From what I have learned, this makes no sense to me. If a variable is private within the superclass, doesn't that disallow access even from a subclass? The last part that talks about protected methods in the subclasses also doesn't make any sense to me. How does this help and/or allow any access whatsoever to the super class?
From what I've learned about inheritance, Below is what i thought was true:
Access Levels
Modifier Class Package Subclass World
public Y Y Y Y
protected Y Y Y N
no modifier Y Y N N
private Y N N N
If I'm understanding something wrong here please do explain! I don't want to confront the instructor about giving us faulty instructions, if I'm the one not understanding it correctly!

The part
Any access to an a variable must be done through protected methods in the sub classes.
... just means that the subclasses have to call protected methods that are defined in the superclass. Since these methods are protected they can be accessed by the subclasses.
First you would define a base class like this:
public class Base {
private int x; // field is private
protected int getX() { // define getter
return x;
}
protected void setX(int x) { // define setter
this.x = x;
}
}
Then you would use it in your child class like this:
class Child extends Base{
void foo() {
int x = getX(); // we can access the method since it is protected.
setX(42); // this works too.
}
}

Probably the sentence is not worded correctly, from what I understand it makes perfect sense to me :
1. the superclass has private fields and protected methods to access them
2. the subclasses access the fields by using that methods.

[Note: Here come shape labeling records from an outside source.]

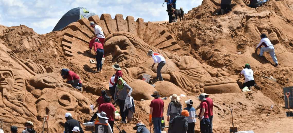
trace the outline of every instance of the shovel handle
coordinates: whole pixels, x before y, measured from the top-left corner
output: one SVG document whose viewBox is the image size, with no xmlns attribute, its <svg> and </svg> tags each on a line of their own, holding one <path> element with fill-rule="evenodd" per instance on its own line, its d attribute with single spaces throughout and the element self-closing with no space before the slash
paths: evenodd
<svg viewBox="0 0 293 133">
<path fill-rule="evenodd" d="M 230 107 L 229 107 L 229 109 L 230 109 L 230 111 L 232 111 L 233 110 L 233 106 L 230 106 Z"/>
</svg>

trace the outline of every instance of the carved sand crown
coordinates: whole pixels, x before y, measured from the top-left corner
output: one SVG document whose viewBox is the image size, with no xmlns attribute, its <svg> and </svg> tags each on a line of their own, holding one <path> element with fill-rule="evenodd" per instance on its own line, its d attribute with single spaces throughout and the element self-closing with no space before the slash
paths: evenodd
<svg viewBox="0 0 293 133">
<path fill-rule="evenodd" d="M 70 24 L 62 29 L 63 36 L 61 46 L 66 55 L 74 55 L 71 47 L 75 38 L 88 44 L 89 38 L 94 35 L 93 29 L 91 28 L 90 21 L 93 21 L 102 27 L 105 36 L 117 32 L 130 32 L 143 40 L 147 43 L 165 50 L 172 52 L 180 50 L 171 34 L 158 24 L 150 22 L 144 22 L 144 20 L 138 18 L 136 21 L 133 17 L 127 16 L 126 20 L 121 14 L 117 14 L 113 19 L 110 14 L 103 14 L 100 19 L 96 15 L 79 20 Z"/>
</svg>

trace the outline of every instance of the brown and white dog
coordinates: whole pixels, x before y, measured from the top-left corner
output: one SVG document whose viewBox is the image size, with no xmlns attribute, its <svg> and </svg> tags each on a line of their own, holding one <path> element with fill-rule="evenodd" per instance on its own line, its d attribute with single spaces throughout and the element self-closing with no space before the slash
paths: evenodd
<svg viewBox="0 0 293 133">
<path fill-rule="evenodd" d="M 178 17 L 179 17 L 179 19 L 180 20 L 180 21 L 183 20 L 183 16 L 184 16 L 184 11 L 183 11 L 183 8 L 182 7 L 180 8 L 180 10 L 172 8 L 171 9 L 171 11 L 173 12 L 173 21 L 175 22 L 177 21 Z"/>
</svg>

Those are just the constraints of the assignment, not Java itself. You could give the superclass protected data members, and then access those directly from the subclass. However, the professor likely wishes to teach you about how a superclass can protect its data members from direct access by a subclass, and protected methods would be a way to do that.

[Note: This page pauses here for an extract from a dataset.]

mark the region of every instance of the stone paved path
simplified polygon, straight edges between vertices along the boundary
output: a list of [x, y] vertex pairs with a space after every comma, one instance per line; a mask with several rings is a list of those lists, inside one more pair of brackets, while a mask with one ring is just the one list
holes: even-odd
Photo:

When you inheritance other class, you cannot access your private attributes directly. So, if you have a class named "A" and other called "B", and make B extends A, B cannot access private attributes of A.
Think this like a protection. This way, you can write some attributes in class "A" that you dont want others classes access it through inheritance.
The "B" class can access only public, protected and default attributes directly in "A" class. But if you want to access a private attribute in "A" class for any reasons, you can write a method in "A" to return this attribute.
public class A{
private int foo;
public int getFoo(){
return this.foo;
}
}
public class B extends A{
public void doSomething(){
getFoo(); //return the private foo attribute of superclass
}
}

You are right in your thinking that, literally speaking, you can't access a superclass's private field. The text of your assignment uses wording which is not 100% strict, but is 100% customary in Java parlance: the so-called "getter" methods, also called "accessor" methods, are seen as "accessing the field", even though, strictly speaking, they merely return the current value of the field—which is definitely not the same as giving access to the field itself. You just need to get used to this (and many more) conventions in the Java jargon.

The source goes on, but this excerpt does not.